# genotypeR vignette

#### 2018-05-21

This vignette describes the parts of/and how to use the genotypeR package for analysing genotyping data. This package provides an integrated interface from designing genotyping markers to final analysis. I will describe the general work flow related to using the package.

## Installing genotypeR

At present, the development version of the package can be installed from https://github.com/StevisonLab/genotypeR, and the stable version can be installed from (Bioconductor) or (CRAN) (depending on where it is released).

### install genotypeR

library(devtools)
devtools::install_git("https://github.com/StevisonLab/genotypeR")

library(genotypeR)
##
## Attaching package: 'genotypeR'
## The following object is masked from 'package:methods':
##
##     show

## Marker design

genotypeR provides SequenomMarkers to run a perl/vcftools pipeline to design genotyping markers. As a result, vcftools, perl, and a *nix environment are needed for marker design. There are 3 ways to develop markers with genotypeR. The example data is located in the SequenomMarkers directory in the package install directory, and should be useful for exploring the use of the package. Importantly, there are 2 different marker platforms (i.e., argument type) 100 bp flanking reference bases (platform=“sq”), and 50 bp flanking reference bases (platform=“gg”).

### R console

SequenomMarkers can be run from the R console.

## not run, but does work
## uncomment and run
## example_files <- system.file("SequenomMarkers_v2/two_sample/test_files", package = "genotypeR")

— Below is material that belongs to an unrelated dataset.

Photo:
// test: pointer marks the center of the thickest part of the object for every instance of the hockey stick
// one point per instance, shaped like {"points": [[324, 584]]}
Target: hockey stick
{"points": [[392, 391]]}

## vcf1 <- paste(example_files, "Sample1.vcf", sep="/")
## vcf2 <- paste(example_files, "Sample2.vcf", sep="/")

## look in outdir to look at the results in Master_SNPs.sorted.txt.
## outdir <- paste(example_files, "test_dir", sep="/")

## SequenomMarkers(vcf1, vcf2, outdir, platform="sq")

### R script

SequenomMarkers can be run using the Rscript interface. This interface is useful when designing marker on a high performace computing platform.

## not run, but does work
## uncomment and run
## #!/usr/bin/env Rscript

## library(genotypeR)

## example_files <- system.file("SequenomMarkers_v2/two_sample/test_files", package = "genotypeR")

## vcf1 <- paste(example_files, "Sample1.vcf", sep="/")
## vcf2 <- paste(example_files, "Sample2.vcf", sep="/")
## outdir <- paste(example_files, "test_dir", sep="/")

## SequenomMarkers(vcf1, vcf2, outdir, platform="sq")

### Shell/Perl/vcftools pipline

The original code for marker design software can be run from the commandline. This code is contained in the SequenomMarkers folder in the genotypeR installation directory (R/SequenomMarkers/R/R_Pipeline_Rapper.sh), or directly from github (https://github.com/StevisonLab/genotypeR/tree/master/inst/SequenomMarkers).

## Post marker design/Pre-genotyping

After markers are designed, and before genotyping is conducted on the sequenom, marker names need to be generated from SequenomMarkers. The marker output from SequenomMarkers needs to be read into R with read_in_Master_SNPs_data and converted to a data frame with make_marker_names with marker names suitable for genotypeR. We have provied example data in the extdata directory of the package installation directory. 2_sequenom_plate_2_chip_8_dpseudo_plasticity_1_10_2017.csv is a raw data file that is the same data as the genotypes_data provided with the package and filtered_markers.txt is the same as the data provided by markers. For simplicity I will use the data provided with the package, but the raw data is provided for the user’s reference.

dir(system.file("extdata", package = "genotypeR"))
## [1] "filtered_markers.txt"   "sequenom_test_data.csv"
## read in marker data
data(markers)
## make marker names
marker_names <- make_marker_names(markers)

These can be written as a csv for use in the Sequenom as a csv file.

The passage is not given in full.